How we generate and clean it

  • Cards start as a CSV from TCG Dex filters (pack = Pocket, language = EN). We keep columns cardID, name, packName, rarity, type, imageURL, drop promos without a public art URL, then transform via a small Python helper into SQL INSERT statements.
  • Trainer, Collection, and Wishlist rows are hand-authored storylines to ensure each constraint is exercised: duplicate quantities, overlapping wishlists, and at least one card in every rarity/type bucket. Dates are normalized to YYYY-MM-DD HH:MM:SS.
  • Before publishing the file we load it into a disposable MySQL 5.7 instance (mysql --show-warnings app_db < init-prod.sql) to catch referential-integrity issues, trim whitespace, and verify there are no NULLs in NOT NULL columns.

Loading the production dataset

  1. Ensure the schema is applied (app/database/schema.sql) and truncate existing demo data if you previously ran init-prod.sql.
  2. From the repo root, stream the SQL into MySQL:
    • Docker (while docker compose up is running):
      cd app
      cat ../milestone-2/sql/init-prod.sql | docker compose exec -T db mysql -u user -ppassword app_db
    • Direct MySQL (DB exposed on port 3307):
      mysql -h 127.0.0.1 -P 3307 -u user -ppassword app_db < milestone-2/sql/init-prod.sql
  3. Verify the counts:
    mysql -h 127.0.0.1 -P 3307 -u user -ppassword -e "SELECT COUNT(*) AS cards FROM Card; SELECT COUNT(*) AS trainers FROM User;" app_db
    Expect 286 cards and 5 trainers; Wishlist rows align with the INSERT block.

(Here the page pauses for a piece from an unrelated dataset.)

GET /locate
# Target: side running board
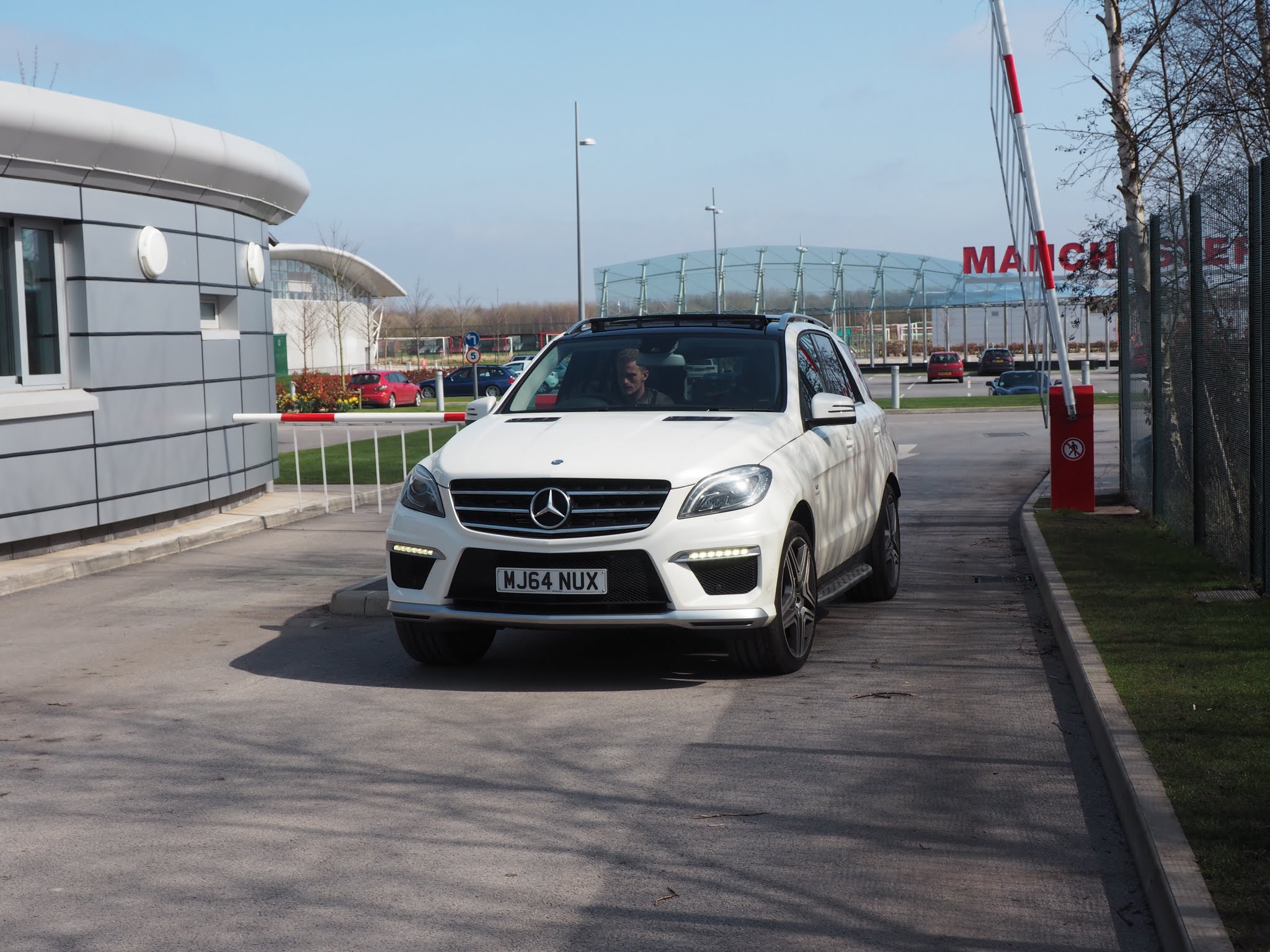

Starting from an empty database keeps the script idempotent—you can drop/truncate and re-run anytime to rehydrate the same production snapshot.


Running Test SQL

mysql -h 127.0.0.1 -P 3307 -u user -ppassword app_db < PocketTrader/milestone-1/test-sample.sql > PocketTrader/milestone-1/test-sample.out

Troubleshooting

  • Service won’t start?
    • Run docker compose ps and docker compose logs backend or db for errors
  • DB connection failed?
    • Try docker compose down -v then docker compose up -d to reset
  • Port already in use?
    • Stop other apps using ports 3000, 5001, or 3307
  • Frontend not loading?
    • Check docker compose logs frontend and ensure Node.js is installed

Notes

  • Seed passwords are hashed with PBKDF2-SHA256 using Werkzeug. Use the helper snippet above when adding new accounts.
  • All SQL is visible and versioned in the repo.